5. Self-Normalized Maximal Inequalities and Empirical Variance Adaptivity

Variance-adaptive maximal inequalities are further refined in the self-normalized regime. For real-valued martingale differences $(X_t)$ with $|X_t| \le B$ , the self-normalized maximal inequality asserts that, for each $\delta\in(0,1)$ and sequential entropy exponent $p$ ,

$\overline{S}_n = \frac{1}{n}\sum_{t=1}^n X_t \le C_1 \frac{\sqrt{\log(\log(n^{1/(2+p)}B^2)/\delta)}}{\sqrt{n}\,\hat{\sigma}_n^{1-p/2}} + C_2 \frac{\hat{\sigma}_n^{-p}}{n} + C_3 \frac{\log(\log(n^{1/(2+p)}B^2)/\delta)}{n^{2/(2+p)}}$

with $\hat{\sigma}_n = \sqrt{\widehat{V}_n}$ , where constants $C_1, C_2, C_3$ are universal (Girard et al., 17 Oct 2025). These bounds are uniform across the function/policy class and stopping times, and shrink adaptively with the realized sample variance.

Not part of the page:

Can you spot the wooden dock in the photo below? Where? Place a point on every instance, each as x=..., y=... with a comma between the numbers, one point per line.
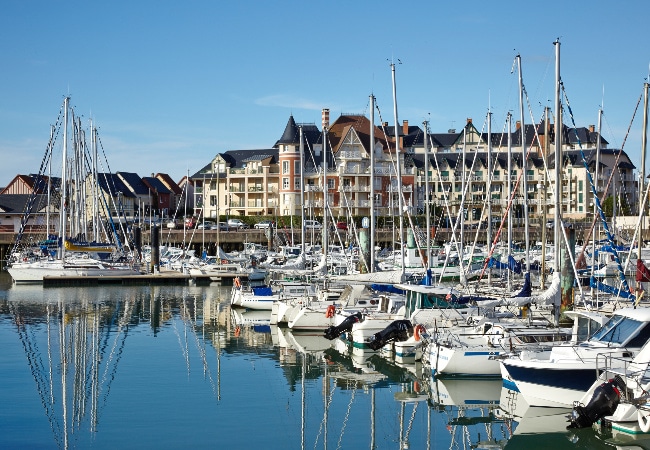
x=152, y=279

6. Applications in Learning, Policy Evaluation, and Sequential Analysis

Variance-adaptive Doob-type martingales and associated inequalities are foundational for several domains:

Optimal stopping and American option pricing: Dual formulations with variance-adaptive martingales yield sharp, provable, and robust upper bounds for the stopping value, leveraging randomized minimization for tight confidence (Belomestny et al., 2021).
PAC-Bayes learning and statistical risk bounds: Martingale mixture concentration transforms the fixed-time Hoeffding-Azuma bounds into iterated-logarithm, variance-adaptive forms, enabling posterior- and data-driven generalization guarantees (Balsubramani, 2015).
Off-policy learning: In adaptive data settings (bandits, reinforcement learning), variance-regularized algorithms use the self-normalized inequality to construct empirical risk penalties or confidence intervals which contract when the conditional variance is low, improving over worst-case rates (Girard et al., 17 Oct 2025).
Empirical process theory: Sequential chaining and self-normalized deviation bounds generalize to infinite policy or function classes, with complexity controlled by entropy exponents.

7. Practical Implementation and Computational Considerations

The randomized dual martingale minimization can be reduced to a linear program, scaling linearly in the number of simulated paths and basis functions. Sparsity in the underlying function family or basis can be exploited for computational efficiency.
In high-dimensional or infinite family settings, one utilizes linear combinations of basis martingales or Hermite chaos expansions and regularizes to prevent overfitting.
The randomization scaling parameter $\theta$ is selected to balance convexification and variance—typically via cross-validation (Belomestny et al., 2021).
In all scenarios, variance adaptivity ensures that paths with low conditional variance contribute low uncertainty, leading to estimators whose excess risk or dual-variance concentrates sharply and adaptively with the sample.

Summary Table: Key Features of the Variance-Adaptive Doob Martingale Framework

Property	Classical Doob/Azuma	Variance-Adaptive Doob Martingale	Reference
Depends on realized variance?	No	Yes ( $V_t$ , $\widehat{V}_n$ )	(Balsubramani, 2015, Girard et al., 17 Oct 2025)
Uniform over time/posteriors?	No	Yes, in $t$ and PAC-Bayes posterior $\rho$	(Balsubramani, 2015)
Robust to randomization?	No (in general)	Yes, uniquely for $M^*$ among optimal $M$	(Belomestny et al., 2021)
Attains zero-variance estimator?	No	Yes, if $M^*$ parametrized precisely	(Belomestny et al., 2021)

The introduction of variance-adaptive Doob martingales, self-normalized maximal inequalities, and randomized dual minimization algorithms constitutes a rigorous foundation for low-variance, robust, and adaptive inference in martingale-centric applications across optimal stopping, sequential decision-making, and adaptive learning (Belomestny et al., 2021, Balsubramani, 2015, Girard et al., 17 Oct 2025).